O Banco Central depois da LCP 179/2021: arcabouço legislativo e estrutura jurídica
- Jeff Alvares
- 2 de jun.
- 8 min de leitura

A Lei Complementar nº 179, de 24 de fevereiro de 2021 (LCP 179), alterou a legislação de regência do Banco Central do Brasil (BCB) no que diz respeito a mandato, governança, autonomia e transparência, no intuito de aproximar seu desenho institucional das melhores práticas internacionais. Essa é a reforma mais significativa do arcabouço legislativo do BCB desde sua criação, pela Lei nº 4.595, de 31 de dezembro de 1964 (Lei 4.595).

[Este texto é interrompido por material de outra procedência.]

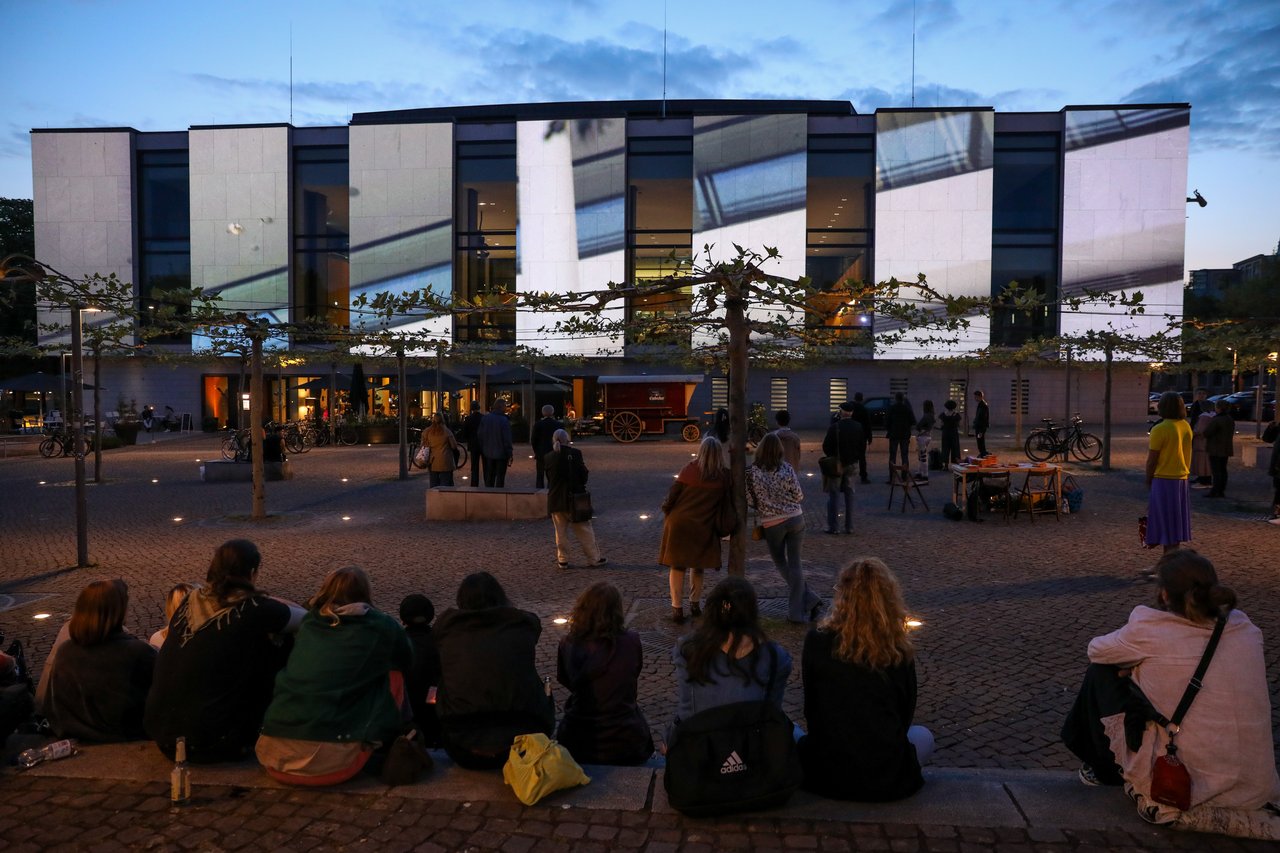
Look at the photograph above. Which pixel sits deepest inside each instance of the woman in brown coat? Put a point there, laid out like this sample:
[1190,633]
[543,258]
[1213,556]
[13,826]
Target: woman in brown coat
[689,538]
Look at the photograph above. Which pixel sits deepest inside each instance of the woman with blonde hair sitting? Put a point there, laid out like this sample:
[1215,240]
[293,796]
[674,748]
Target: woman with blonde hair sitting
[336,699]
[859,693]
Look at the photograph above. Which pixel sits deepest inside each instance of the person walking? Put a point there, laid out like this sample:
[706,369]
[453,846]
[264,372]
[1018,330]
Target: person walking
[982,422]
[566,477]
[1169,461]
[540,441]
[775,493]
[863,418]
[899,423]
[496,445]
[689,533]
[923,438]
[440,446]
[950,423]
[846,443]
[470,433]
[1219,439]
[789,438]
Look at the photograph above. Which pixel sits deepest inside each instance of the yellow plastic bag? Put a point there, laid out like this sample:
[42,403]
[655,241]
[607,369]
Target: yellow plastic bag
[539,766]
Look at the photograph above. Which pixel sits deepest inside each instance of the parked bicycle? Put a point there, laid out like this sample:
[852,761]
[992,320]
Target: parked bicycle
[415,443]
[1048,441]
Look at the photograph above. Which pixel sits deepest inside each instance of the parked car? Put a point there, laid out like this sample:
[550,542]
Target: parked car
[1243,402]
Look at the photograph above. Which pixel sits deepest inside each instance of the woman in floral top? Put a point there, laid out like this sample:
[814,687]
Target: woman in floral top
[775,492]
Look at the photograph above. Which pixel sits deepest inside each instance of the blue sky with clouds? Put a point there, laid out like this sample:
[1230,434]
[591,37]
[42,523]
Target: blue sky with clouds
[160,65]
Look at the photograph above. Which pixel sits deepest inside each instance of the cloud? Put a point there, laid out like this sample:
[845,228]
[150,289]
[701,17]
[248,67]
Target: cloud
[1233,87]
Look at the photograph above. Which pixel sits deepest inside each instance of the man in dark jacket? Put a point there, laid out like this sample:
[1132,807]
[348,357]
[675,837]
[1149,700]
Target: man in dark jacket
[1219,437]
[897,425]
[471,436]
[846,442]
[981,423]
[863,418]
[540,439]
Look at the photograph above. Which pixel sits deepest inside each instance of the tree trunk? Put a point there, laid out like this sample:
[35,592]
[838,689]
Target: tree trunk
[735,320]
[255,428]
[1109,349]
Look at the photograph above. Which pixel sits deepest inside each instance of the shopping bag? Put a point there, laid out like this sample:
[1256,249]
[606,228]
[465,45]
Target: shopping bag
[539,766]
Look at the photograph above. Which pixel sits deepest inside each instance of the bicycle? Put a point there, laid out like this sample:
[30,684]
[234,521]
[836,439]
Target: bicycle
[63,445]
[236,445]
[415,442]
[1048,441]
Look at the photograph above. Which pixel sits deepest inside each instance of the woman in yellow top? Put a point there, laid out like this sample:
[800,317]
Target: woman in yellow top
[1169,512]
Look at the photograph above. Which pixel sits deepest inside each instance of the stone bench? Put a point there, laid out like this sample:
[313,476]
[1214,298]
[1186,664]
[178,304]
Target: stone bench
[232,471]
[470,503]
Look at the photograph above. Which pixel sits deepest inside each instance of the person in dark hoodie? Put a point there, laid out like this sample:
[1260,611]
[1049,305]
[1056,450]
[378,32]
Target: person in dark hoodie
[416,615]
[489,685]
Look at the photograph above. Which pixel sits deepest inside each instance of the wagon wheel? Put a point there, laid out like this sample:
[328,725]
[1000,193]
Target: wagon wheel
[625,427]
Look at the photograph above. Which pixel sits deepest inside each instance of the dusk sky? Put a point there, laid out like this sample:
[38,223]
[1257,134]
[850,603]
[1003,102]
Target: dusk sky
[167,65]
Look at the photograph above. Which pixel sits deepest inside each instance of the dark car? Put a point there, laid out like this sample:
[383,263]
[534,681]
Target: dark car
[1242,405]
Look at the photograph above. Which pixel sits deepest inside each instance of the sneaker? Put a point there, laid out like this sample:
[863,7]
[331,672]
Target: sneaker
[1088,776]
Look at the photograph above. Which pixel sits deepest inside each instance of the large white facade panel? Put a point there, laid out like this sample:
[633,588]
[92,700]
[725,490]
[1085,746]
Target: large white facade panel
[402,214]
[240,231]
[1124,215]
[83,210]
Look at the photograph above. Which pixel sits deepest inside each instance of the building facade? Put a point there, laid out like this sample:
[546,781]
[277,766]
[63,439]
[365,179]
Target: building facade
[484,203]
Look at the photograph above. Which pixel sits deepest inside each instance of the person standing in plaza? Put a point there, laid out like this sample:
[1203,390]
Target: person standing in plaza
[540,441]
[775,493]
[1219,446]
[689,532]
[846,443]
[899,423]
[440,446]
[496,445]
[566,477]
[864,419]
[789,438]
[950,423]
[981,422]
[471,436]
[1169,461]
[923,438]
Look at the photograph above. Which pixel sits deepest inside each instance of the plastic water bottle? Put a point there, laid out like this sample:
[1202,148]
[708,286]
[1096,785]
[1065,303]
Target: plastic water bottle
[49,752]
[179,780]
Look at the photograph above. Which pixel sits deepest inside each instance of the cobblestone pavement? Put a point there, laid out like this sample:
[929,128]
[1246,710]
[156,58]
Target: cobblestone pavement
[108,816]
[1008,607]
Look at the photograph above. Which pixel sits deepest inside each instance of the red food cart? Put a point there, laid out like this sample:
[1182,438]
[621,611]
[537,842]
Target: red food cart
[638,406]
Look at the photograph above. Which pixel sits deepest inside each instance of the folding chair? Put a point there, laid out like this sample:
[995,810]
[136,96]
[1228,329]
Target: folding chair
[1038,495]
[900,477]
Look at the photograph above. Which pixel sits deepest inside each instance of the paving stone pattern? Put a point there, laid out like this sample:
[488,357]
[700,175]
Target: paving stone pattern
[1008,607]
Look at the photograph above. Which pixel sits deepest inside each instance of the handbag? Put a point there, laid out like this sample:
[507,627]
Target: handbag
[732,758]
[538,766]
[1170,780]
[580,507]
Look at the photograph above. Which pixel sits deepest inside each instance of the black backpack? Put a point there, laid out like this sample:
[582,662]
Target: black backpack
[732,758]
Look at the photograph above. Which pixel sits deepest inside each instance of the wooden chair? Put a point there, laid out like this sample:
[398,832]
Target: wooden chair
[900,477]
[1038,495]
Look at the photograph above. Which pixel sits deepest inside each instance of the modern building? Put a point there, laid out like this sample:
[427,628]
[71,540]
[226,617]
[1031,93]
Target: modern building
[295,223]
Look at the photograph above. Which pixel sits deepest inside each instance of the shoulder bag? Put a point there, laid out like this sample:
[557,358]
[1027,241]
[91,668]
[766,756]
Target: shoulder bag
[731,758]
[1170,780]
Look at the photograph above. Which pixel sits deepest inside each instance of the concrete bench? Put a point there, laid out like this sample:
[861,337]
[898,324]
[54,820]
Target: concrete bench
[469,503]
[232,471]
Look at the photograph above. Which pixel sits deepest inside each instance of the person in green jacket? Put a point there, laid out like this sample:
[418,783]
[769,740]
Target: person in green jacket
[341,694]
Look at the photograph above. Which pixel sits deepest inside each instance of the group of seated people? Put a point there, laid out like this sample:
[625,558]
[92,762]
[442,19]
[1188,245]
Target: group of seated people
[318,693]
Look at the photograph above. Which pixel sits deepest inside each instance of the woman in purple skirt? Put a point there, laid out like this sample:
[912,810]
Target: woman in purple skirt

Concebido originalmente como executor das políticas do governo no âmbito monetário e no setor financeiro, o BCB passa a dispor de objetivos estatutários próprios, com vista aos quais deve exercer suas funções. Além disso, para dar efetividade à persecução de seus objetivos, desfruta agora de proteções ao exercício autônomo de suas funções, sujeitando-se, como contrapartida, a deveres de transparência mais estritos.
Este é o primeiro de uma série de artigos destinados a avaliar o alinhamento do regime legal do BCB resultante das alterações empreendidas pela LCP 179 às melhores práticas internacionais. De caráter introdutório, discute o arcabouço legislativo do BCB em face da organização típica das leis orgânicas de bancos centrais e analisa a estrutura jurídica da autoridade monetária.
Os artigos seguintes abordarão os seguintes temas: mandato, nomeadamente objetivos, funções, poderes gerais e vedações; governança, isto é, a organização dos órgãos de direção e de controle interno; autonomia, incluindo as dimensões funcional, pessoal (nomeação, elegibilidade, e desempenho e cessão do mandato) e financeira (capital, reservas, orçamento, conta do Tesouro e assistência de liquidez); e transparência, compreendendo prestação de contas e demonstrações financeiras.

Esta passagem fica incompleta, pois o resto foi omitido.